Police allegedly coaxed a confession out of Arbeiter without reading him his rights or notifying the juvenile court of his detainment or implied charges. The juvenile court was notified only after hours of detainment by police.
A juvenile court ordered he be prosecuted under general law, and he was subsequently indicted by a grand jury for first-degree murder.
A trial court overruled Arbeiter's objections to the police evidence introduced in court and he was eventually found guilty by jury, which led to the case being taken to the state's Supreme Court.
The Supreme Court labeled the trial court's judgment to overrule Arbeiter's objections as "erroneous", and primarily on that facet of the case, called for a remand of the case, though not an outright reversal.
A motion for rehearing or transfer to another court was denied only a month later, on November 14, 1966.
After the case, the circuit court's lawyer moved to subpoena the juvenile records containing Arbeiter's case.
After four years, the Missouri Supreme Court again took up the case, this time with Arbeiter facing second-degree murder charges and 40 years in prison.
The court determined that the juvenile records could not be used to implicate Arbeiter, as the process disrupted the chain of custody for juvenile record protection, and was the sole basis by which Arbeiter could be found guilty.

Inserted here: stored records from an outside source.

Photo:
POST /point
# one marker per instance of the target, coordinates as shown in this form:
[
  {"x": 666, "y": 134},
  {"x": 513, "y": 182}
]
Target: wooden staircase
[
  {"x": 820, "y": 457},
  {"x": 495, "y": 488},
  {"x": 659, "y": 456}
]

The court recognized that Arbeiter could not incriminate himself in the crime, and the only way that the state could pursue valid charges would be by the self-incrimination contained in the juvenile records, which were confidential.
The final judgment states:
"The retrial of this case makes clear that the state must rely upon the statements of appellant to supply the proof of his guilt. The proof relied on in this case evidences that fact. In view of the decisions of this court rendering such statements inadmissible, we must conclude that the state does not have available to it legally admissible evidence of the defendant's guilt. Therefore, the only alternative is to order the discharge of appellant."
The murder charges against Arbeiter were subsequently dropped, but several periods of incarcaration followed for drug and motor vehicle charges.